Fri, Mar 29 2013 01:08 PM Posted By: Mary York
Two hours outside of Chula Vista, over a mountain range and through a desert, a lone baseball field hides tucked away behind the small campus of Imperial Valley College. The bleachers are as dusty as the diamond and the ground for miles around is as flat as a line drive through the gap. But for the Southwestern College baseball team, it is as good a place to play ball as any.
The three-game series against IVC last week, which SWC swept up like a dust bunny, is likely to be one of the most unique of the Jaguars’ season.
Despite the abrasive heat and blustery winds, fans lined the field with umbrellas, coolers and lawn chairs on Saturday to watch the final game of the series.
The entire feel of the game was radically different from most conference matches. Noticeably present was a casual atmosphere, reminiscent of neighborhood sandlot skirmishes. That may have been due in part to the quality of the competition, which struggled to put numbers on the scoreboard all week.

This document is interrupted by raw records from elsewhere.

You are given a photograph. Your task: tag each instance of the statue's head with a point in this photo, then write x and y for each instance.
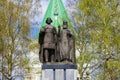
(49, 20)
(65, 24)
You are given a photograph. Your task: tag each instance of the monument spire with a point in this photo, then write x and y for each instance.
(56, 11)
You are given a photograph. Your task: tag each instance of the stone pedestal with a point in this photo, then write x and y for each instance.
(59, 72)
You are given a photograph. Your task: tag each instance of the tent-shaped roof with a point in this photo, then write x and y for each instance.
(57, 13)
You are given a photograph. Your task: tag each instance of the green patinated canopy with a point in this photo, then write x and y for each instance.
(57, 13)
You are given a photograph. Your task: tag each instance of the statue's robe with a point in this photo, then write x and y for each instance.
(47, 40)
(67, 45)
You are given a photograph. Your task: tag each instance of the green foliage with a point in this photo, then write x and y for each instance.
(99, 35)
(14, 30)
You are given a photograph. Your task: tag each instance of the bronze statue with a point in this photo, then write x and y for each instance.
(66, 43)
(47, 41)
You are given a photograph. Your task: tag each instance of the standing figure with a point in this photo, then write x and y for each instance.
(67, 44)
(47, 41)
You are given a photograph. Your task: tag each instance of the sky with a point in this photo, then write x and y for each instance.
(36, 21)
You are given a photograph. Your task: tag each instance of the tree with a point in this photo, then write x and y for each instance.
(14, 38)
(101, 21)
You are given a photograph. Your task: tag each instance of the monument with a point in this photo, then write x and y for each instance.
(57, 44)
(57, 52)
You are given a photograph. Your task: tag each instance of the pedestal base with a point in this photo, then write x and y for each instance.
(59, 72)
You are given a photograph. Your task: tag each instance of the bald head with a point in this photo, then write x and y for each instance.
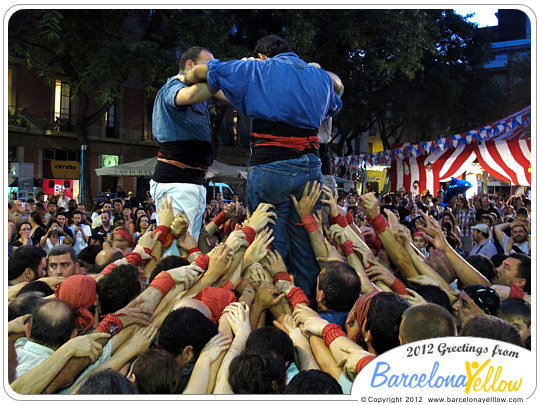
(195, 304)
(53, 324)
(426, 321)
(107, 256)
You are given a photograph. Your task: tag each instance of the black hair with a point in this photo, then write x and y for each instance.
(24, 257)
(313, 382)
(483, 264)
(37, 285)
(52, 324)
(25, 304)
(185, 327)
(257, 372)
(433, 294)
(513, 308)
(37, 218)
(426, 321)
(62, 249)
(491, 327)
(271, 45)
(498, 259)
(167, 263)
(272, 339)
(193, 54)
(106, 381)
(524, 269)
(116, 289)
(341, 285)
(156, 372)
(383, 320)
(88, 255)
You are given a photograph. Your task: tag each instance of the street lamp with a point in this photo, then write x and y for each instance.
(83, 148)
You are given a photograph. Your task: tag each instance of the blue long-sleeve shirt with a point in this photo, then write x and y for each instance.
(281, 89)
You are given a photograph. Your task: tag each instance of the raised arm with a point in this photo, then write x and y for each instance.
(197, 74)
(37, 379)
(466, 273)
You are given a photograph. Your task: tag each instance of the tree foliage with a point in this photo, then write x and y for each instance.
(409, 74)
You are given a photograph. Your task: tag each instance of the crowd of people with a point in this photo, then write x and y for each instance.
(121, 316)
(293, 293)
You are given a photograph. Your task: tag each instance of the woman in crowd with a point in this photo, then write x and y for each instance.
(54, 236)
(38, 227)
(141, 225)
(23, 236)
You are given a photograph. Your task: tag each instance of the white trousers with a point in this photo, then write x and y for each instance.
(186, 197)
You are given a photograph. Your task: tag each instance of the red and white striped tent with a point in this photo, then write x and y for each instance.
(503, 149)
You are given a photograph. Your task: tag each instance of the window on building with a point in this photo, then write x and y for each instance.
(109, 160)
(110, 127)
(58, 154)
(147, 135)
(62, 104)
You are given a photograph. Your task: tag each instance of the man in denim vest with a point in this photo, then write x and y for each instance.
(181, 126)
(288, 100)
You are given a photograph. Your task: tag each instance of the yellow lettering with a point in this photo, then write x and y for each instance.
(471, 376)
(487, 384)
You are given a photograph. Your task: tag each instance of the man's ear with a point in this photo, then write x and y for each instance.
(28, 328)
(321, 297)
(132, 378)
(189, 65)
(186, 355)
(29, 274)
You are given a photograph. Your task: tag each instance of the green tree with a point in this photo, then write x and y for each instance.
(94, 51)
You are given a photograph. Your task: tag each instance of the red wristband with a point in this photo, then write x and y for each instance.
(202, 261)
(297, 296)
(134, 258)
(193, 250)
(398, 287)
(363, 362)
(331, 332)
(165, 238)
(378, 223)
(516, 292)
(282, 276)
(148, 251)
(220, 219)
(340, 220)
(163, 282)
(110, 324)
(310, 225)
(348, 248)
(250, 234)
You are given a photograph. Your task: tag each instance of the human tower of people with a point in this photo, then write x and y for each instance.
(294, 293)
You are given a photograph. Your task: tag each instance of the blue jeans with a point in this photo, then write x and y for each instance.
(274, 183)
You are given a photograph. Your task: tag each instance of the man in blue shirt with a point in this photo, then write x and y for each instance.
(288, 100)
(181, 126)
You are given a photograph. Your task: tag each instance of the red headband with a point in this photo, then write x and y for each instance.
(124, 234)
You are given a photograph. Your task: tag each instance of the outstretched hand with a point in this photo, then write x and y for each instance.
(261, 217)
(309, 199)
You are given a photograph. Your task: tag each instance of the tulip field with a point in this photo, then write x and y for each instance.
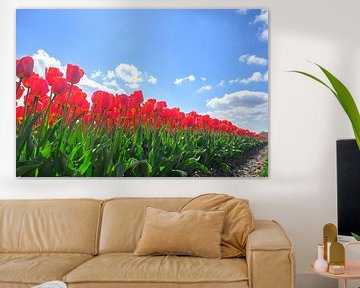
(60, 132)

But the friendly banter between SWC’s players in the dugout and IVC’s first base coach and the mariachi music that blasted loudly between innings certainly added to the summer-picnic feel of the afternoon.
It was a quick picnic.
Freshman Pitcher Juwun McCray kept the innings short and sweet on Saturday, pitching a combined one-hit game with fellow freshman Matt DeRosier.
McCray has done quite a job during weekend games following the team’s leading pitchers — Kiki Medina and Agustin Lopez — both of whom leave big cleats to fill.
Despite the strong defense and the easy match-up against IVC’s ball club, the Jags still found themselves struggling at the plate. Everyone in the line-up can hit, but SWC players tend to leave each other marooned on base.
John Balajadia, who crossed home plate for the first time this season during the ninth inning on Saturday afternoon, said the team has talent but no timing.
“We’re just leaving guys stranded on the base,” he said. “We get hits but not key hits when we need them.”
Playing in El Centro did not help the effort, he said, claiming the heat can be draining.
Still in early spring, the valley already breaches 80 degrees during the day and there is little point in hoping for relieving breezes. The strong winds typical of the region have a warm smack.
Nicholas Quintero, who played first base during the last inning of Saturday’s game, said the heat only affects the players who let it.
“It just comes down to your mental approach,” said the freshman glove. “If you make it a thing that’s going to affect you it will. It comes down to the individual.”
But for Quintero there really is no place like home.
“You know how the field plays,” Quintero said of the SWC field, dubbed Jaguar Junction. “Anywhere else you have to make adjustments to the field or to circumstances like wind.”
If for no other reason than the commute, the IVC game series will be a memorable one. The two-hour drive, which begins at 8 a.m., guarantees the team a little pre-game bonding as they file onto a charter bus to make the trek to El Centro.
“I say we keep the bus pretty lively,” said seasoned catcher Cody Sos. “The only thing about long rides is that you can get tight on the bus so you have to make sure to get warmed up and get into your pre-game routine as if you were playing at home.”
And playing in El Centro is not like playing at home.
The three wins against IVC last week and a win against Mesa College on Tuesday makes the Jag’s season tally a flattering 9-3 so far. IVC is not SWC’s strongest competition this season; many of their players are greener than their field. They lost to the Jags 8-6, 3-0 and 6-0.
IVC players put up a valiant effort if not a winning one.
“They’re a ball club like us,” said Quintero of the IVC team. “They have their ups and downs; we have our ups and downs. As a ball player to another ball player, I respect the team. We played hard and we got the W. That’s all that mattered.”
The team has two more games against Mesa College this week before hitting San Diego City College again.